21 years ago I sat down with Tony Curtis at the Beverly Glen shopping center, just south of Mulholland Drive. I waved to him above the heads of several customers sitting outside a popular, packed delicatessen. Curtis waved me over and led me to the inside of a less-crowded Starbucks — fewer people, fewer stares.

When he ordered coffee for both of us, the woman at the counter insisted on a freebie. “Really?” he said to her. “Well, thank you so much!”

We talked about everything — politics, drug-dependency (Curtis had difficulties in this area during the ’80s), Burt Lancaster, old Hollywood, his website (tonycurtis.com, a venue for selling his paintings), women, new technologies, etc.

At midpoint I handed Curtis a list of his 120 films and asked him to check those he’s genuinely proud of. He checked a total of 18. He checked Sweet Smell of Success (naturally) but not The Vikings. Some Like It Hot (of course!) but not The Outsider. He checked Houdini. Every film he made after Spartacus in 1960 up until 1968’s The Boston Strangler, he didn’t check. He checked his role as a pair of mafiosos — Louis ‘Lepke’ Buchalter in 1975’s Lepke and Sam Giancana in the 1986 TV movie Mafia Princess.

Among his notable TV guest appearances, Curtis checked only one — the voice role of ‘Stony Curtis’ in a 1965 episode of The Flintstones.

Imagine my sitting down with Dwayne Johnson under similar circumstances. Imagine my handing Johnson a list of the nearly 40 films he’s starred or played a strong co-lead in over the last 20 years, and asking him to check those he’s genuinely “proud of”.

Dwayne’s answer would have to be “well, if you’re asking me that in the same way you asked Tony Curtis the same question, my answer would have to be zip. Because I’m not genuinely proud of any of my films. I’m glad a lot of them were popular and made money, and I’m certainly glad that I’ve become a hugely successful brand and all. But I’m not a Tony Curtis-level actor, and I never will be.”

Imagine my sitting down with Chris Pratt under similar circumstances. Imagine my handing him a list of the 14 or 15 films he’s starred or played a strong co-lead in over the last, say, 10 years, and asking him to check those he’s genuinely “proud of”.

Pratt’s answer would have to be “well, if you’re asking me that in the same spirit that you asked Tony Curtis and Dwayne Johnson, my answer would have to be that among the films I’ve starred in, I am genuinely proud of nothing.
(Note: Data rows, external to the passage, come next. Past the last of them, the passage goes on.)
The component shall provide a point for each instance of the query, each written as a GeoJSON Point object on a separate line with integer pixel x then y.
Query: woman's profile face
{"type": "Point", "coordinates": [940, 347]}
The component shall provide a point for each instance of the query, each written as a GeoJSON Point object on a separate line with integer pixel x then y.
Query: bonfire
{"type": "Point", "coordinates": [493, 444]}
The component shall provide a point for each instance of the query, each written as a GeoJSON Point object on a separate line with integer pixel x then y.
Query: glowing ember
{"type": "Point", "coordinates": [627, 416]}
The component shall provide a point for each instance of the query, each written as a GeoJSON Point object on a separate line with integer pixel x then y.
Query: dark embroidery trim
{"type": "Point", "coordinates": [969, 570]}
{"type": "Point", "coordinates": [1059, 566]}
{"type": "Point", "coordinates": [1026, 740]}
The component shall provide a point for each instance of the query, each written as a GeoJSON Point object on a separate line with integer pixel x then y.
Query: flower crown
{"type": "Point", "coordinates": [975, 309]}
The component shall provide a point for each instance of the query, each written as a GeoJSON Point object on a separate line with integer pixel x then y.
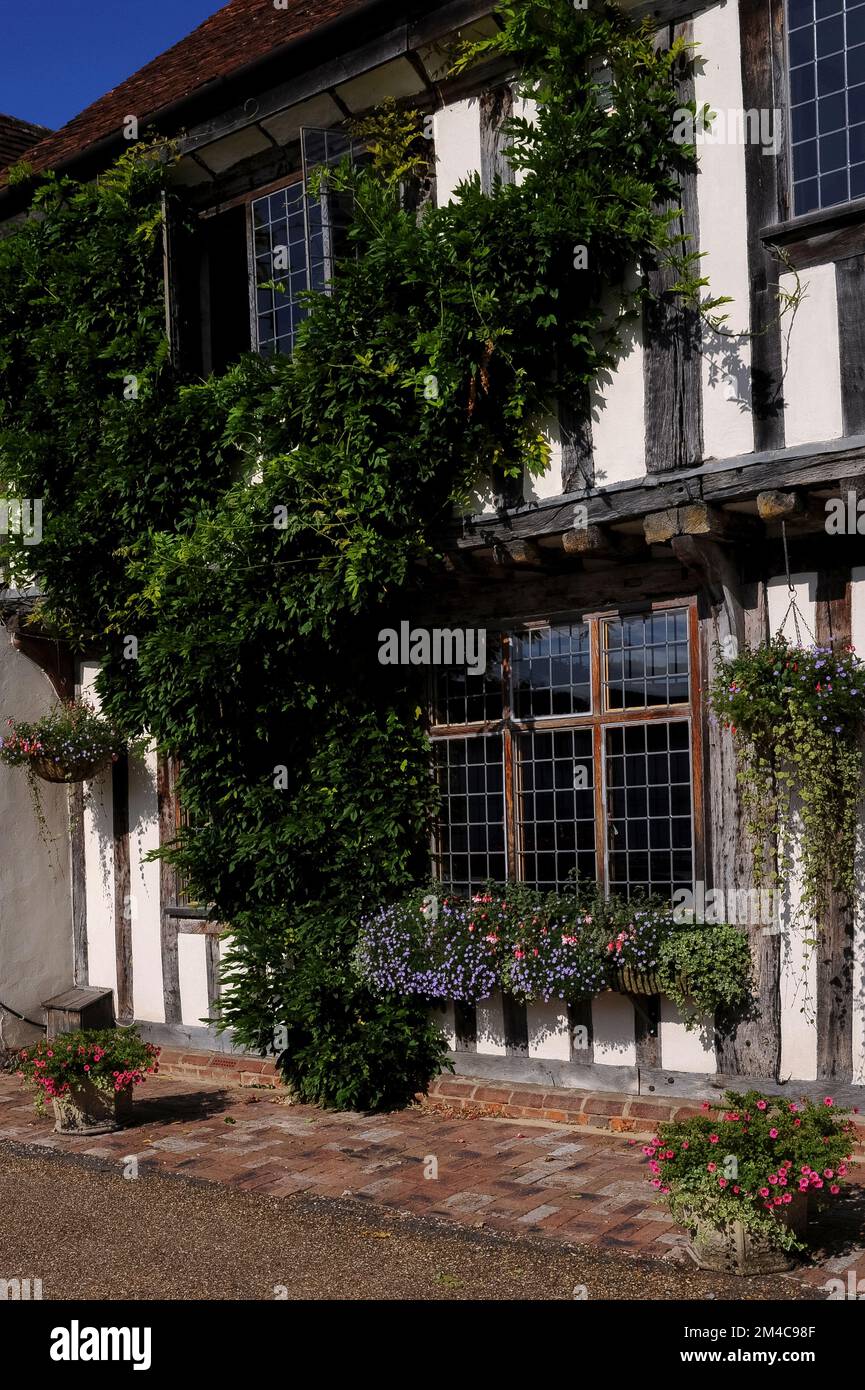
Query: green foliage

I’m ‘proud’ a lot of my films made money, and I’m certainly glad that I’ve become a hugely successful, bulky-bod, conservative-minded actor with big money and big homes.

“I’m genuinely proud of three films that I played a supporting role in between 2011 and 2013 — Bennett Miller‘s Moneyball, Kathy Bigelow‘s Zero Dark Thirty and Spike Jonze‘s Her — but that’s another subject. The bottom line is that as a movie star I make commercial fast-food movies and that’s all. If I’m the star, you know it’s going to be a throw-away, more or less. You know it, I know it. I’m really sorry I did Passengers, which everyone hated, but the money was good so I took it and ran like a thief.

“But I’m not a Tony Curtis-level actor, and I never will be.”

Which contemporary big-name actors can point to a dozen films that he/she is genuinely proud of? Because good, worthwhile films today are fewer and farther between than they’ve ever been before. So much is shit these days.

Will Smith could point to Six Degrees of Separation, Enemy of the State, Ali, Concussion and King Richard — five films out of the last 26 or 27 years.